In particular, I'm surprised that struct Foo<'x>(dyn Trait + 'x); doesn't work is different from a trait object. There should be no difference between it and dyn Trait + 'x, but the trait object compiles where the struct does not! It looks like just adding the struct breaks things, which is really surprising.

4 Likes

Interesting, especially the unsized wrapper. I somehow considered that Sized was playing a role (as the reason one cannot easily exploit this variance with mem::swap and the like is because of !Sized-ness).

So, either this is not exploitable, and thus the struct Foo<'x>(dyn Trait + 'x); case should also work, (minor bug), or it is exploitable, and thus &mut ...<dyn Trait + 'x> should never be covariant (soundness bug!).

2 Likes

I do think Sized has something to do it. That's the problem I immediately ran into when trying to exploit it, because typically to exploit covariance bugs you need to replace the pointed-to value.

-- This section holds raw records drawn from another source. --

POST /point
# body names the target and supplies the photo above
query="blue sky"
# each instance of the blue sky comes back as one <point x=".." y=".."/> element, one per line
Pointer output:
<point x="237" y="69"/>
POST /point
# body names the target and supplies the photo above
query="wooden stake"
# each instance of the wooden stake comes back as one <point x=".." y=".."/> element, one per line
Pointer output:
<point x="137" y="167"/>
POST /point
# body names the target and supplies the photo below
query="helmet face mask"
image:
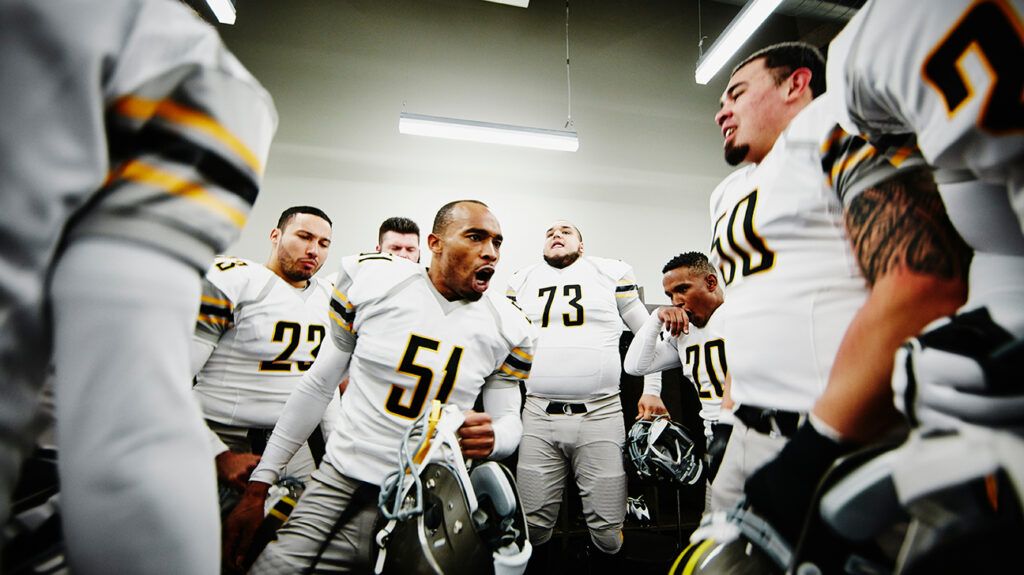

Perhaps it can be exploited in some way using the unsized locals feature?

1 Like
#![feature(raw)]

fn swap_unsized<T: ?Sized>(a: &mut T, b: &mut T) {
    use std::raw::TraitObject;
    use std::alloc::Layout;
    
    let a_layout = Layout::for_value(a);
    let b_layout = Layout::for_value(b);
    
    assert_eq!(a_layout, b_layout);
    
    let ptr_layout = Layout::new::<&mut T>();
    
    if ptr_layout.size() == 2 * std::mem::size_of::<usize>() {
        unsafe {
            let a_trait: TraitObject = std::mem::transmute_copy(&a);
            let b_trait: TraitObject = std::mem::transmute_copy(&b);
            
            assert_eq!(a_trait.vtable, b_trait.vtable);
        }
    } else {
        assert_eq!(ptr_layout.size(), std::mem::size_of::<usize>())
    }
    
    unsafe {
        let a = std::slice::from_raw_parts_mut(
            a as *mut T as *mut MaybeUninit<u8>,
            a_layout.size(),
        );
        let b = std::slice::from_raw_parts_mut(
            b as *mut T as *mut MaybeUninit<u8>,
            b_layout.size(),
        ):

        a.swap_with_slice(b);
    }
}

This function should be safe for swapping trait objects. It uses the nightly raw feature, but that's all. It will incidentally work for slices and sized types as well, but I don't think that's relevant right now.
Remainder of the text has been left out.